«Lo Stato non è necessitato a impegnarsi con ogni desiderio individuale o relazione, ma solo con quelle realtà che hanno rilevanza per il corpo sociale» ovvero «l’unione di un uomo e una donna come reciproca realizzazione e naturale cammino per la procreazione».
Il cardinale Angelo Bagnasco, presidente della Cei, nella prolusione che apre i lavori del Consiglio permanente della Conferenza Episcopale italiana, ha chiesto a tal proposito allo Stato di non «trasformarsi, sul piano giuridico, in una sorta di nobile notaio dei desideri, delle istanze e forse delle pretese dei singoli», con quello che appare come un implicito riferimento alle rivendicazioni in tema di convivenze e unioni gay.

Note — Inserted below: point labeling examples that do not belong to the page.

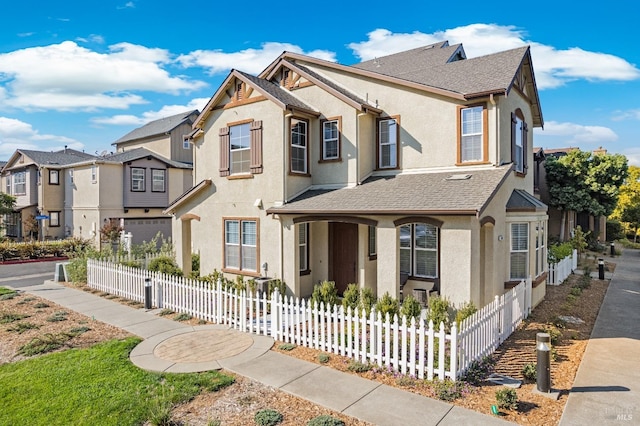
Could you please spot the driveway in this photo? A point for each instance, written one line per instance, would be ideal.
(26, 274)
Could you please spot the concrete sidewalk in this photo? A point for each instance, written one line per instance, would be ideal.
(175, 347)
(606, 389)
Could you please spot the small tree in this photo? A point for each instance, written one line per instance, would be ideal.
(111, 230)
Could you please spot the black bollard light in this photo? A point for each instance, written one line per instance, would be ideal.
(147, 293)
(543, 367)
(600, 269)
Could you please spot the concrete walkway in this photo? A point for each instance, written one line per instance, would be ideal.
(606, 389)
(174, 347)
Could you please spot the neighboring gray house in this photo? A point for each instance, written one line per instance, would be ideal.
(167, 136)
(35, 179)
(131, 188)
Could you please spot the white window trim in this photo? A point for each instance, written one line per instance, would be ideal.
(393, 153)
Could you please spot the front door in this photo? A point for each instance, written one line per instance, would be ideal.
(344, 254)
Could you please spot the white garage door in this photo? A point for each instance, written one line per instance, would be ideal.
(145, 229)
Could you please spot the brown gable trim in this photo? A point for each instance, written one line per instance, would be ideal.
(326, 88)
(368, 74)
(418, 219)
(345, 219)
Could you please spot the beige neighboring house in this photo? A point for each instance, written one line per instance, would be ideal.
(167, 137)
(35, 178)
(131, 188)
(407, 172)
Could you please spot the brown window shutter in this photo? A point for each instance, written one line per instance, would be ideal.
(513, 136)
(525, 145)
(256, 147)
(224, 151)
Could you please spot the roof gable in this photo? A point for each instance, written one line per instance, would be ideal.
(269, 90)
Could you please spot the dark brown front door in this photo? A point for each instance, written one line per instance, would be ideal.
(344, 254)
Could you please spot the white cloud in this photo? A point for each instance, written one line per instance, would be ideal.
(633, 155)
(573, 134)
(553, 67)
(165, 111)
(252, 61)
(67, 76)
(16, 134)
(632, 114)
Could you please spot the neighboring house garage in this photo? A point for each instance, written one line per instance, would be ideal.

Bagnasco ha messo in guardia contro «il virus dell’individualismo» definito come «una radice avvelenata, che non sempre è presa in debita considerazione», in un momento storico che «non è un’epoca di cambiamenti ma un cambiamento d’epoca».
Ecco allora che «la Storia ci insegna a essere avveduti, per saper discernere nei cambiamenti culturali e sociali ciò che è fondamentale e che quindi va custodito con cura», se si vuole evitare che «l’uomo stesso finisca per diventare “di sabbia”, una figura fluida, schiacciato dall’urgenza di farsi da sé, in una competizione continua, esercitata anche con “desideri, istanze, pretese», rivolte «sul piano giuridico» nei confronti dello Stato. Il capo dei vescovi italiani ribadisce che il matrimonio, inteso come «famiglia naturale» è «un patrimonio umano, un bene insostituibile e incomparabile, che deve essere custodito, culturalmente valorizzato e politicamente sostenuto», perché da esso «nasce un nuovo soggetto, stabilmente costituito, con doveri e diritti che lo Stato riconosce e per i quali si impegna a normative specifiche». Ecco perché «la famiglia fondata sul matrimonio di un uomo e una donna, grembo della vita, è il centro che deve ispirare e muovere il Paese».